Did Besson conceive Valerian as a series of sub-plots within subplots, like a Russian doll – who knows? It’s all visuals, no script, plot and visuals, often very silly, and far too long. And how many clown aliens do we need in a Besson sci-fi epic?
Valerian cost a staggering $200 million USD, and yet they couldn’t afford a scriptwriter. I came to the conclusion many years ago Besson can’t write dialogue, even in his features that are an interminable length, so don’t expect memorable phrases or one-liners.
What’s the story about? Well, I’m not altogether certain. Here is what I managed to glean: There are two yoofs we are expected to relate to, both chosen because they are beautiful, and yoofful cinemagoers can project themselves onto as their ideal.
Our heroes are involved in a journey as interstellar federation agents Valerian, (Dane DeHaan) and Laureline, (Cara Delevingne) – Besson has a taste for catwalk models as actresses. As faces they are a youfful pair of flighty eyebrows – Delevingne wins on that score – who spend most of the film’s length trying to find the missing commander of an humungous, ancient-old space station.
I have no idea why they bother going on their quest, for the commander is played by the duck footed Clive Owen, and it’s pretty clear from the get-go that he’s a kind of a sinister fellow. Why they don’t spot that immediately and take a body swerve is one of the mysteries of the plot.

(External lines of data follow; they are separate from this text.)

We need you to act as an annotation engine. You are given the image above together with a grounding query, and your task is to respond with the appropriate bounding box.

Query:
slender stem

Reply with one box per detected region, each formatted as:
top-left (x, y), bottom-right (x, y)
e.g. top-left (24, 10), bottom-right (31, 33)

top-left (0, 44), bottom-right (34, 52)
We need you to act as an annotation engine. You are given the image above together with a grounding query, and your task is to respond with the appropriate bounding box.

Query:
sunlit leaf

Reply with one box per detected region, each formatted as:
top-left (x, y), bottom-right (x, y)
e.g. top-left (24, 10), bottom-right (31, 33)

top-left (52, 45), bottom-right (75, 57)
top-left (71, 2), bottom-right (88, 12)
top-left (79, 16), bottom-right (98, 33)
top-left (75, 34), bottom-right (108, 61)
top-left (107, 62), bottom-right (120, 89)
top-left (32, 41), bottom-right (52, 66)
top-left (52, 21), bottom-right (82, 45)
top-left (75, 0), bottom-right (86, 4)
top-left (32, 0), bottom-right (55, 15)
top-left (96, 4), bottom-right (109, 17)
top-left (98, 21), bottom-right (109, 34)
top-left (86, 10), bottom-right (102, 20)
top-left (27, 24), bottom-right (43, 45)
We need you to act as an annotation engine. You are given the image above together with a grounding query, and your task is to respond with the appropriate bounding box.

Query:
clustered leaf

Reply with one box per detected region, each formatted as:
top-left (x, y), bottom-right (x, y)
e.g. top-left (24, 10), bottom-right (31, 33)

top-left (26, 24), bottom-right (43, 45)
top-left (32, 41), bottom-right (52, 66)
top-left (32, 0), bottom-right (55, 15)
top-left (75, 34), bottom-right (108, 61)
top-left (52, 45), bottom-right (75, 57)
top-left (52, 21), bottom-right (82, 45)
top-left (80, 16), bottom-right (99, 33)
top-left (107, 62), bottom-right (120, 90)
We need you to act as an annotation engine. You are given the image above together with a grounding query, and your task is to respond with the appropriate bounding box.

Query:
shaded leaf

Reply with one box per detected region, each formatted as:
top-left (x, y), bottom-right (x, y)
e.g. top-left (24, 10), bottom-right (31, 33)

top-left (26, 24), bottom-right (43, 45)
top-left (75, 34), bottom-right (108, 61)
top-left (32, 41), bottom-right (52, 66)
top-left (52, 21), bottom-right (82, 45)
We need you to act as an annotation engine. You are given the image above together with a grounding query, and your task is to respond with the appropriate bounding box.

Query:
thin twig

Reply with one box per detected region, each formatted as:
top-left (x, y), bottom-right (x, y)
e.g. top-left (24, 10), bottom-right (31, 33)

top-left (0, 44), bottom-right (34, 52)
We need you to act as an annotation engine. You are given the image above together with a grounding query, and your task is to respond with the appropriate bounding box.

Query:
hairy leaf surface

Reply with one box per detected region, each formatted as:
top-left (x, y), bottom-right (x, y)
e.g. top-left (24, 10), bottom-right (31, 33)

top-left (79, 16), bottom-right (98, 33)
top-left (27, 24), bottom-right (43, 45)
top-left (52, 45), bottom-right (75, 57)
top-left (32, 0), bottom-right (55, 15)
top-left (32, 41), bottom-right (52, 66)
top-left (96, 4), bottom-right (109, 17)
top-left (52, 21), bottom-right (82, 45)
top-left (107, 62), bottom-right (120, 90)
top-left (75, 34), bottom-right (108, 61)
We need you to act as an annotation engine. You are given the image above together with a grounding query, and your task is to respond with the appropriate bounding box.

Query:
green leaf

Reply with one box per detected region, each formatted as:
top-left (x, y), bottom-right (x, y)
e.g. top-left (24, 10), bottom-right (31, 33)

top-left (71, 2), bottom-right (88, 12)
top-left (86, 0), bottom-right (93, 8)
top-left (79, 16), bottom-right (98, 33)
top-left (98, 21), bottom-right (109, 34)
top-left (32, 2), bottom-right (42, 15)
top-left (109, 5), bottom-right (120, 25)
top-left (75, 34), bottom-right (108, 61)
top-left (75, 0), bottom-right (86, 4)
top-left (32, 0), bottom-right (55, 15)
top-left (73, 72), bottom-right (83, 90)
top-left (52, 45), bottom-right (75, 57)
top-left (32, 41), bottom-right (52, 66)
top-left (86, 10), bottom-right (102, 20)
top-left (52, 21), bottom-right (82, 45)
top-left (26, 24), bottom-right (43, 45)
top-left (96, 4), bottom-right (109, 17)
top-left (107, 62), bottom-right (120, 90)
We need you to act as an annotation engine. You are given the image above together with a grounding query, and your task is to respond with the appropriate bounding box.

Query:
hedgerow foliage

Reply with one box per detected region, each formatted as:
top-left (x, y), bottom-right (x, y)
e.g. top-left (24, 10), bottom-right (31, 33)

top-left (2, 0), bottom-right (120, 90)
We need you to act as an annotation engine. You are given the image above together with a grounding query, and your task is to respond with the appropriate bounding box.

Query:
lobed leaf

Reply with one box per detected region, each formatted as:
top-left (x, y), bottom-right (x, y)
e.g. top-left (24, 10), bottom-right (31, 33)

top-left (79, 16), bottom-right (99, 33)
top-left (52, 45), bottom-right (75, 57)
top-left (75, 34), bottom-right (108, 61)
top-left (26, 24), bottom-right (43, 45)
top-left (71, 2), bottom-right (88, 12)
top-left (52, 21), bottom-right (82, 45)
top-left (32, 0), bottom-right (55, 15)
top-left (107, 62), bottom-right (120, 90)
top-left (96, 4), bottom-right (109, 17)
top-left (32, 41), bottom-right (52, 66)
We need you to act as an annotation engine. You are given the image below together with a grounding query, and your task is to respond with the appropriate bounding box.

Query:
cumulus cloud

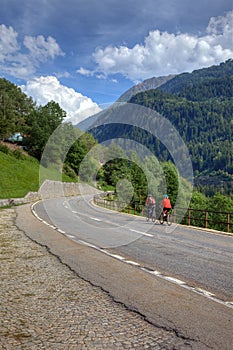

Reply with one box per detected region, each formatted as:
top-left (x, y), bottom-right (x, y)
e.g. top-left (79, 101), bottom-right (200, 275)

top-left (0, 24), bottom-right (64, 79)
top-left (83, 11), bottom-right (233, 81)
top-left (21, 76), bottom-right (101, 125)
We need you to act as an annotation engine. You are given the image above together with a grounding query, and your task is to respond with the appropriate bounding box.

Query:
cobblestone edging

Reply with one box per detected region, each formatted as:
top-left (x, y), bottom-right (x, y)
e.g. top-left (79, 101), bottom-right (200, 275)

top-left (0, 208), bottom-right (190, 350)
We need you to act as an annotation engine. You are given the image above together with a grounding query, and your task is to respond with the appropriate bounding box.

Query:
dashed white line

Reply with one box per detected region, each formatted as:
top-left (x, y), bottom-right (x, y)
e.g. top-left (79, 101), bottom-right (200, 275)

top-left (31, 203), bottom-right (233, 309)
top-left (90, 216), bottom-right (102, 221)
top-left (129, 228), bottom-right (153, 237)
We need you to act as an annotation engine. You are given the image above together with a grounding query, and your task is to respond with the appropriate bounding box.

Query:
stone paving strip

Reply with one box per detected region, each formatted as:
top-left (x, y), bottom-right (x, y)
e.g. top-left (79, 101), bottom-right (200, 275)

top-left (0, 208), bottom-right (190, 350)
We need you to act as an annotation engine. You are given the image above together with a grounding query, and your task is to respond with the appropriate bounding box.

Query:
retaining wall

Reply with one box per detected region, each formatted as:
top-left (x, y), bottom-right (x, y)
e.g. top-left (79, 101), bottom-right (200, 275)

top-left (0, 180), bottom-right (100, 207)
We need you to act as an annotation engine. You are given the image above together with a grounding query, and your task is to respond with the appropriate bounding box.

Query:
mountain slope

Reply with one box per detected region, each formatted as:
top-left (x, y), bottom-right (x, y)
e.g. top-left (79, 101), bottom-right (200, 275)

top-left (81, 60), bottom-right (233, 191)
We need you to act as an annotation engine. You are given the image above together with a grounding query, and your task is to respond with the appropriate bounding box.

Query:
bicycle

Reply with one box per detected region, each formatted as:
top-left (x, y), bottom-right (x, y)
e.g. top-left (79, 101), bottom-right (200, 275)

top-left (146, 205), bottom-right (156, 222)
top-left (159, 210), bottom-right (172, 226)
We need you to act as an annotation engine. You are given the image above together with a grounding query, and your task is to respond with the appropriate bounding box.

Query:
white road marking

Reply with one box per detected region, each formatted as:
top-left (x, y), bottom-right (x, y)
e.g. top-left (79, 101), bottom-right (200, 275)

top-left (31, 203), bottom-right (233, 309)
top-left (90, 216), bottom-right (102, 221)
top-left (130, 228), bottom-right (153, 237)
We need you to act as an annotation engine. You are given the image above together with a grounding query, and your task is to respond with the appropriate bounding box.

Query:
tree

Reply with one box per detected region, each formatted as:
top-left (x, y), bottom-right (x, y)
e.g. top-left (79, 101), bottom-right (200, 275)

top-left (24, 101), bottom-right (66, 160)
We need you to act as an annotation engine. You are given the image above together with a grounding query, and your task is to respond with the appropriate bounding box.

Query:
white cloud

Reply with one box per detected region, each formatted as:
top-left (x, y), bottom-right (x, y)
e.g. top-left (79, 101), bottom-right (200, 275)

top-left (0, 24), bottom-right (64, 79)
top-left (21, 76), bottom-right (101, 125)
top-left (89, 11), bottom-right (233, 81)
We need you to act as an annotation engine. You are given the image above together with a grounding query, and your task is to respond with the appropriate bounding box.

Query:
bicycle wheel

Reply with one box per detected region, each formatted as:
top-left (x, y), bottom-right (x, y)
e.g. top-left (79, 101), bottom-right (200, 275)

top-left (159, 213), bottom-right (164, 225)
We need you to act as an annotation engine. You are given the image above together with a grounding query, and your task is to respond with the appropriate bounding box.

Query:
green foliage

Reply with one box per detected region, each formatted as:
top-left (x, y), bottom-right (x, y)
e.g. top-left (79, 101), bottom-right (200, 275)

top-left (127, 60), bottom-right (233, 194)
top-left (23, 101), bottom-right (66, 160)
top-left (0, 150), bottom-right (75, 198)
top-left (0, 78), bottom-right (35, 139)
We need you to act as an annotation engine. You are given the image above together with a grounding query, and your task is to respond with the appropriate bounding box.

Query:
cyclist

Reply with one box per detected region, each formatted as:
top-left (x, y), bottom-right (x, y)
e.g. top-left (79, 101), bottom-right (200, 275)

top-left (161, 194), bottom-right (172, 214)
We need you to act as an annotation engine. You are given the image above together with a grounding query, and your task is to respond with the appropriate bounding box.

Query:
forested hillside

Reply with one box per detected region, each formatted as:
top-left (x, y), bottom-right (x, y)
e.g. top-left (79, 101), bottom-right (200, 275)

top-left (129, 60), bottom-right (233, 191)
top-left (88, 60), bottom-right (233, 195)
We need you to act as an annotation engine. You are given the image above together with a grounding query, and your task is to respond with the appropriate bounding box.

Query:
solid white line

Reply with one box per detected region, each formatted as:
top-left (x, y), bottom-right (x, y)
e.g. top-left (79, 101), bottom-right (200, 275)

top-left (129, 228), bottom-right (153, 237)
top-left (31, 206), bottom-right (233, 309)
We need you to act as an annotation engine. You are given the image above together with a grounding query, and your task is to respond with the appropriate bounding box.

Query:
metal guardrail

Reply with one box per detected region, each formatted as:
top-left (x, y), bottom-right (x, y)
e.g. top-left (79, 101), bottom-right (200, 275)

top-left (94, 194), bottom-right (233, 233)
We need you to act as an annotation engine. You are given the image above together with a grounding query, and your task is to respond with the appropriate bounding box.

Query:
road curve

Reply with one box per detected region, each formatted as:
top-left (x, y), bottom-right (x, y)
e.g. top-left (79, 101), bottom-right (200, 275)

top-left (16, 197), bottom-right (233, 350)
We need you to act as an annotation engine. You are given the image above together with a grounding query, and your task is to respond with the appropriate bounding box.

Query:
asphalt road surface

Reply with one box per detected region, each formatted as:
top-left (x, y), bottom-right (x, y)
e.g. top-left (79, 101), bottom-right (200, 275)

top-left (34, 196), bottom-right (233, 303)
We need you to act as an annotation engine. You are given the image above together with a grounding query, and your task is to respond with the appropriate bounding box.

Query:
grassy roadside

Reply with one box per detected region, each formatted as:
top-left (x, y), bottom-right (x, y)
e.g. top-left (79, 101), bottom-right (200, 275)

top-left (0, 146), bottom-right (78, 199)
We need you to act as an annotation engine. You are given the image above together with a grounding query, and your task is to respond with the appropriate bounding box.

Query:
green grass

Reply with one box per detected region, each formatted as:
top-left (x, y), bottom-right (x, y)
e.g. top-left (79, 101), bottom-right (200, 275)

top-left (0, 151), bottom-right (78, 199)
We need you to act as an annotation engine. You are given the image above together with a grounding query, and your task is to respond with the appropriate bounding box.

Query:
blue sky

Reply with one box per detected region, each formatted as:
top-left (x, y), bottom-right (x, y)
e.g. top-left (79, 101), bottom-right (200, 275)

top-left (0, 0), bottom-right (233, 123)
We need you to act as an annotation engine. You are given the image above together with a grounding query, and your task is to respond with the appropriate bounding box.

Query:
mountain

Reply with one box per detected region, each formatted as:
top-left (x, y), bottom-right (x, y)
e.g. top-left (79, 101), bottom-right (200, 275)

top-left (117, 75), bottom-right (175, 102)
top-left (76, 75), bottom-right (175, 130)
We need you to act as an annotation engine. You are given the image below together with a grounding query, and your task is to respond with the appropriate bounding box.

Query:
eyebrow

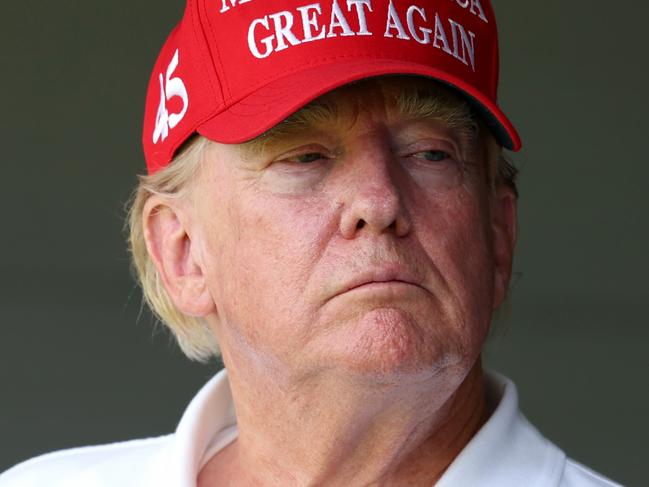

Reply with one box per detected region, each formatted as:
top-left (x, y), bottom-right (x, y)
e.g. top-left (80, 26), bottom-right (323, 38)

top-left (241, 85), bottom-right (479, 158)
top-left (241, 98), bottom-right (340, 157)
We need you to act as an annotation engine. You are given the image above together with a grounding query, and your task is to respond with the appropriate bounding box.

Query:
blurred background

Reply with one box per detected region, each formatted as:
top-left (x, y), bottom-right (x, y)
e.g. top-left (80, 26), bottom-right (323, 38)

top-left (0, 0), bottom-right (649, 485)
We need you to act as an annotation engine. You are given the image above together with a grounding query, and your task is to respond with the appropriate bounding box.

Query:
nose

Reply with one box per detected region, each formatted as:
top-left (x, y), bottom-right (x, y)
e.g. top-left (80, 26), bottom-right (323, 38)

top-left (340, 148), bottom-right (411, 239)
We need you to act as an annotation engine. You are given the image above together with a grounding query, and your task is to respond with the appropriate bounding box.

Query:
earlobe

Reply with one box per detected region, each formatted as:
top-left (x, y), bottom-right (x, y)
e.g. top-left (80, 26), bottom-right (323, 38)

top-left (142, 195), bottom-right (215, 317)
top-left (491, 186), bottom-right (518, 309)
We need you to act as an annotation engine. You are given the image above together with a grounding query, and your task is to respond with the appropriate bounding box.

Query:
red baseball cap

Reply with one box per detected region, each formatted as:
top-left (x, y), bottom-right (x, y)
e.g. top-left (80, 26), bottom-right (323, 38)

top-left (143, 0), bottom-right (521, 173)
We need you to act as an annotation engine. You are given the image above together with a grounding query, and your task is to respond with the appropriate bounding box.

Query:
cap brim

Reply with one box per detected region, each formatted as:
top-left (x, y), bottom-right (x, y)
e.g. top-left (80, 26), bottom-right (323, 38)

top-left (197, 59), bottom-right (521, 151)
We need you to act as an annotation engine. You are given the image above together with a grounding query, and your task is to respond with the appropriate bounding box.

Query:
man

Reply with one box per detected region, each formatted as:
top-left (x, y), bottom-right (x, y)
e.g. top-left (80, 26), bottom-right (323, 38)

top-left (0, 0), bottom-right (616, 487)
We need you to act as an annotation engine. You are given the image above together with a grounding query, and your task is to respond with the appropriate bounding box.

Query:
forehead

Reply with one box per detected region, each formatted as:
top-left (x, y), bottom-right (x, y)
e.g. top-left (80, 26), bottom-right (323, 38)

top-left (241, 76), bottom-right (478, 154)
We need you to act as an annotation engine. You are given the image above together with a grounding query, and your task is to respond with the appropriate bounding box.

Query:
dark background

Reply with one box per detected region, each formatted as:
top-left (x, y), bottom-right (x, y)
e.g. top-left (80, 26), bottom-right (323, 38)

top-left (0, 0), bottom-right (649, 485)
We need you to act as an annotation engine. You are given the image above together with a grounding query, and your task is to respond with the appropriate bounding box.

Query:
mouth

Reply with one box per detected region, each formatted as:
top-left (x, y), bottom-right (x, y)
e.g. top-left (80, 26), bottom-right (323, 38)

top-left (333, 266), bottom-right (424, 297)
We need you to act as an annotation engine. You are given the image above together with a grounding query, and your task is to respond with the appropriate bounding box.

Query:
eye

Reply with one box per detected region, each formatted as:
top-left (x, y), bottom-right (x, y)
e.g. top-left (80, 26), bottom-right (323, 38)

top-left (292, 152), bottom-right (326, 164)
top-left (413, 150), bottom-right (451, 162)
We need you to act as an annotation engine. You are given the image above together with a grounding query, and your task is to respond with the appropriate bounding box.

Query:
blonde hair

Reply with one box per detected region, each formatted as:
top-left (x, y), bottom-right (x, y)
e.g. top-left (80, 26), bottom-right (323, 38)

top-left (127, 81), bottom-right (517, 362)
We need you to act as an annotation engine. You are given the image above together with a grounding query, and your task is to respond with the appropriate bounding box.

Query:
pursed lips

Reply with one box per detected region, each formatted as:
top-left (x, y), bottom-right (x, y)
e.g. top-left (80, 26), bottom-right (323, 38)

top-left (333, 266), bottom-right (425, 297)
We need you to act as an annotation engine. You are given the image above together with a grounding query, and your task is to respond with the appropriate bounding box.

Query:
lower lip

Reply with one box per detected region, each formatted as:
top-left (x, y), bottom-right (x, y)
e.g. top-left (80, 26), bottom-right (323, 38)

top-left (343, 281), bottom-right (419, 294)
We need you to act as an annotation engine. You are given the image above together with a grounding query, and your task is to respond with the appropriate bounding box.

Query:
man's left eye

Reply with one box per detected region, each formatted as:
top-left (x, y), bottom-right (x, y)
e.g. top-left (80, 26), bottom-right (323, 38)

top-left (413, 150), bottom-right (451, 162)
top-left (295, 152), bottom-right (324, 164)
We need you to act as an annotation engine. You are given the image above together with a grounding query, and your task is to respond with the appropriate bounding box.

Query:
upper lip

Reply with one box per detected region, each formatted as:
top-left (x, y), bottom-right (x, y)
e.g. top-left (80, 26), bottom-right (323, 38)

top-left (335, 265), bottom-right (423, 296)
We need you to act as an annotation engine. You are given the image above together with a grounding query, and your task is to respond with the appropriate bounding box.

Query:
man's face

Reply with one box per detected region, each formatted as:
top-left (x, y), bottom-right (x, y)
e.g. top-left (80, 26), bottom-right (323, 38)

top-left (184, 79), bottom-right (503, 378)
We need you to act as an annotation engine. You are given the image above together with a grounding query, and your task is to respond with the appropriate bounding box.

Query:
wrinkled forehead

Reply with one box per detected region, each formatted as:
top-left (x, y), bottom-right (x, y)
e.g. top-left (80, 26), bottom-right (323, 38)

top-left (242, 76), bottom-right (478, 153)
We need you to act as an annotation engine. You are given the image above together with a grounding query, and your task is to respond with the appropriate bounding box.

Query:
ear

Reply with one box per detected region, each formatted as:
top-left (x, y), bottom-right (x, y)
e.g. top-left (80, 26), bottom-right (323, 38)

top-left (142, 195), bottom-right (215, 317)
top-left (491, 185), bottom-right (518, 309)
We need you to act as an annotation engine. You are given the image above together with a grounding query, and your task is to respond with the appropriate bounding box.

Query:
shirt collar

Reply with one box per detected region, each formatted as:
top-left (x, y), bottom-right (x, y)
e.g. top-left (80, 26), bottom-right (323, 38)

top-left (168, 369), bottom-right (566, 487)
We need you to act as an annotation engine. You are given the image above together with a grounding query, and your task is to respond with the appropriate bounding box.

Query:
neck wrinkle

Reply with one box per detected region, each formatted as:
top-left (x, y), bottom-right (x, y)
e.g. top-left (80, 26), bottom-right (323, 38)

top-left (204, 359), bottom-right (489, 486)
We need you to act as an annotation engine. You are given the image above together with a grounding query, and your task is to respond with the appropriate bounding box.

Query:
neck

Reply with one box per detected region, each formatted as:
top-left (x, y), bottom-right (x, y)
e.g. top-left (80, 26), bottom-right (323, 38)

top-left (198, 358), bottom-right (489, 487)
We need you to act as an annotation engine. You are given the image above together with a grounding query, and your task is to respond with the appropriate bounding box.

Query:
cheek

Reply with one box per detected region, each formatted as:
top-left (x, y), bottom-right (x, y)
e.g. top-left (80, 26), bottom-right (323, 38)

top-left (201, 190), bottom-right (331, 346)
top-left (416, 188), bottom-right (494, 337)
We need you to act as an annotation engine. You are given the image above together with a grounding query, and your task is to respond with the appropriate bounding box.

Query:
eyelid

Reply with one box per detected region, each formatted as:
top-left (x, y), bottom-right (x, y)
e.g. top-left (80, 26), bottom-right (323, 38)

top-left (274, 144), bottom-right (335, 162)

Characters and storyline are as thin as potato crisps.
What holds our interest – kinda – for a great deal of the time are Besson’s images. They’re immensely more attractive in comparison to that other sci-fi turkey, David Lynch’s 1984 dystopian, muddled mud pie, Dune. I can still see a scene in Valerian in which mauve coloured aliens wake up beside a beach on the far side of the universe, to stretch in the morning light. But the scene goes nowhere, a side story that loses momentum.
There are a whole list of marvellous images for our ticket money: fish-like beings in diving-bell spacesuits, monkey-anteater hybrids, other tentacular marvels that look as if puppets from Jim Henson’s workshop, and elongated stick aliens with bubbling-liquid necks. Outer space and under water look a wondrous playground. Besson’s creatures put J.K. Rowling’s gas in a peep.
Try to see it in the 3-D version; it will make up for the poor story.
What about the actor’s performances? They all do pretty well, no Oscar performances, but more than acceptable. They are not given any character development, none see life differently by revelation or experience. They stay pretty well the same from start to finish. Valerian and Laureline begin at loggerheads, have an infantile courtship before falling into full, passionate love.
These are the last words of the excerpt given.